Saturday, March 3, 2007

the fab

happy 34th anniversary parents. just unequivocally, my mother is the kindest person in the world. when i was younger she was too self-sacrificing but now she's exactly herself: perfectly loving and shit-giving at the same time. my father is equally unequaled. who else throws pancakes at yr car when you're trying to drive away from the house or starts indoor water fights on school nights? don't splash the pictures with the hose, my mom yells! who else sings silly songs abt being able to do whatever you want to? you know you know that song, backman family friends. i probably sang it to you in college.

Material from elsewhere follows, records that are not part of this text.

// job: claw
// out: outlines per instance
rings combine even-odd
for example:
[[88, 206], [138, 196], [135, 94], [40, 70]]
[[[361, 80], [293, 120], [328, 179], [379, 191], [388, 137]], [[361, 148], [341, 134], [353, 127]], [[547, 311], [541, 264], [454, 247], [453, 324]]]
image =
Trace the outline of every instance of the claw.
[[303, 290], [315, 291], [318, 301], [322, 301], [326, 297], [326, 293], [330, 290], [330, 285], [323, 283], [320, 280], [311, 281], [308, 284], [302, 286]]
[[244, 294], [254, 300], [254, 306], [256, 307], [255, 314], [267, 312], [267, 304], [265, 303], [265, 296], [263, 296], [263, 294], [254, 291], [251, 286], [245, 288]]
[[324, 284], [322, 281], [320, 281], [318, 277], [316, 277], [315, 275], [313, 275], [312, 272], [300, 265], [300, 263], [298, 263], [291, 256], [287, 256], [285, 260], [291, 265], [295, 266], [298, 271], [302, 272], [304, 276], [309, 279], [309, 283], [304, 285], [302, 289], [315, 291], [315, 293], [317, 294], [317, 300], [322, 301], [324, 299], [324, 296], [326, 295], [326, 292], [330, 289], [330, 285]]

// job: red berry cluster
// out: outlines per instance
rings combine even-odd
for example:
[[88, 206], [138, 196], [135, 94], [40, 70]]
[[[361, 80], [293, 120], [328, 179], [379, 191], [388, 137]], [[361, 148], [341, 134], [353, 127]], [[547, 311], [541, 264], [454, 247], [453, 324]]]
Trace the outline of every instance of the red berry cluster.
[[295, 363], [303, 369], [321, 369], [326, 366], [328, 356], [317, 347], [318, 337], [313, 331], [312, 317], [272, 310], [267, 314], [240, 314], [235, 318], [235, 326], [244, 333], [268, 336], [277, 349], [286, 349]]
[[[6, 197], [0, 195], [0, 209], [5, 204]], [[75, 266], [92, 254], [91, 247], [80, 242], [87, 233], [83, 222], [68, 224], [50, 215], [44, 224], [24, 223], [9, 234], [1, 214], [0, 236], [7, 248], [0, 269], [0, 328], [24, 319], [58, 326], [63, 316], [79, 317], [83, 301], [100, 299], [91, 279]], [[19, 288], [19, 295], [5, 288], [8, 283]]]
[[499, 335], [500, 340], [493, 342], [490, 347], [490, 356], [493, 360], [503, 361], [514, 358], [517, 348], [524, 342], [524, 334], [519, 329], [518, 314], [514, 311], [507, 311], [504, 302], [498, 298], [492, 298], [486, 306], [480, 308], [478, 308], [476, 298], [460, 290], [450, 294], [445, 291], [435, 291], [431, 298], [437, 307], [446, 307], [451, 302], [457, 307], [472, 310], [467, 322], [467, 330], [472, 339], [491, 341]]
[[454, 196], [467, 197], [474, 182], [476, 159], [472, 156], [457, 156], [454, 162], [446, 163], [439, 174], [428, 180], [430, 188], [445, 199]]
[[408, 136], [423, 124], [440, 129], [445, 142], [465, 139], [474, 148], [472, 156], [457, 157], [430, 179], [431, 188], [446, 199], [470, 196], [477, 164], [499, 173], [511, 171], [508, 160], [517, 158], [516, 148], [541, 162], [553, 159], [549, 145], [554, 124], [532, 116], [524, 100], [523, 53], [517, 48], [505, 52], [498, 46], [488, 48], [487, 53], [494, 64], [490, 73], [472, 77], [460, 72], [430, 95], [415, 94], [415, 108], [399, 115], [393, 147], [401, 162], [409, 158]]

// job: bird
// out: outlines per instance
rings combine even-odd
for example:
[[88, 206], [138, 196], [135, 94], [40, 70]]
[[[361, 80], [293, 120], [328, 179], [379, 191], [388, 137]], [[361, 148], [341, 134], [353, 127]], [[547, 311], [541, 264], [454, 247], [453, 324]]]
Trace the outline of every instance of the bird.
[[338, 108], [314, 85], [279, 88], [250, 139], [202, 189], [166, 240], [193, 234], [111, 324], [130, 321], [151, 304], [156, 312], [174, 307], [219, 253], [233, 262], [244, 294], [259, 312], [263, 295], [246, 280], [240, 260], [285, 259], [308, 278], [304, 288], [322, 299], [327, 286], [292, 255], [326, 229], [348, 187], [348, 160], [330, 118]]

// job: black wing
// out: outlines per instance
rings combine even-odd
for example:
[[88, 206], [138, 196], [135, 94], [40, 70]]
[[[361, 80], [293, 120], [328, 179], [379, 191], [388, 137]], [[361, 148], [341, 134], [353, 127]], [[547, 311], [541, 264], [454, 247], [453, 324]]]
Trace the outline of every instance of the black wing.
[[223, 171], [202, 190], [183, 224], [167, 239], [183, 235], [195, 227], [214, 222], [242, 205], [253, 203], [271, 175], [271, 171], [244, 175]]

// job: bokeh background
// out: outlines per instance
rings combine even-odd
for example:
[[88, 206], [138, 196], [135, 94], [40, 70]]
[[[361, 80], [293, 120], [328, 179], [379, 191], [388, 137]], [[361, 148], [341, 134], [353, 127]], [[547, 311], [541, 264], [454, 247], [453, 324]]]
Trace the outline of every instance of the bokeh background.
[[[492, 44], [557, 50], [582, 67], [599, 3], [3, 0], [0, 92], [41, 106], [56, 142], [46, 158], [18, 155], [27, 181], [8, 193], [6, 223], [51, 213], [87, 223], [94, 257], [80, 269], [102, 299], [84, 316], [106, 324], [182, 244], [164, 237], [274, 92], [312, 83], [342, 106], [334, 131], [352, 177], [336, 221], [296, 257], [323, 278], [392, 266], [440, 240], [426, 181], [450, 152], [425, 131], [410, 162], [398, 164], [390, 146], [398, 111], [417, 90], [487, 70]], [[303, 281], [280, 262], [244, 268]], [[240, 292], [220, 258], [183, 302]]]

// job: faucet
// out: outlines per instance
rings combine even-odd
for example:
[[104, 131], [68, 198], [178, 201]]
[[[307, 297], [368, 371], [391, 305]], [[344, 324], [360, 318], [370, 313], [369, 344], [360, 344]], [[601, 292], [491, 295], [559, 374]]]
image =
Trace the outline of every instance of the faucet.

some of my favorite memories are when they would go out on their seldom dates and then come home late after whatever babysitter put me to bed. my mom would come in and sit on the edge of my bed and tell me exactly what they did and exactly what they had for their fancy dinner and what they talked abt and what they saw. i couldn't wait to be grown up and have dates and cocktails and romance. i hated being a kid. being an adult may, indeed, suck occasional ass but it beats the shit out of being a kid as far as i'm concerned. i never felt the happy free-wheeling kid shit they tell you you feel in movies and whatever. homework in 2nd grade was as stressful to me as taxes and prelim reading lists are for me now. i have eternally taken things too seriously. but my parents are the fab.

so david and i went to mia's birthday party tonight and it was lovely. i brought two bottles of wine and drank one of them by myself. that's relatively appropriate, right? i also made her a mix cd and tied it with shiny curly pink ribbon so that for sure makes up for drinking up half the shit i brought, non? we all ate spinach dip and artichoke dip and that kind of birthday cake with the insanely sweet sugary icing that says 'happy bithday mia' in pink and just tastes like happiness and innocence if happiness and innocence were a taste. and smoked cigarettes and watched spaceballs.

that is a happy fucking saturday night for me, my dears.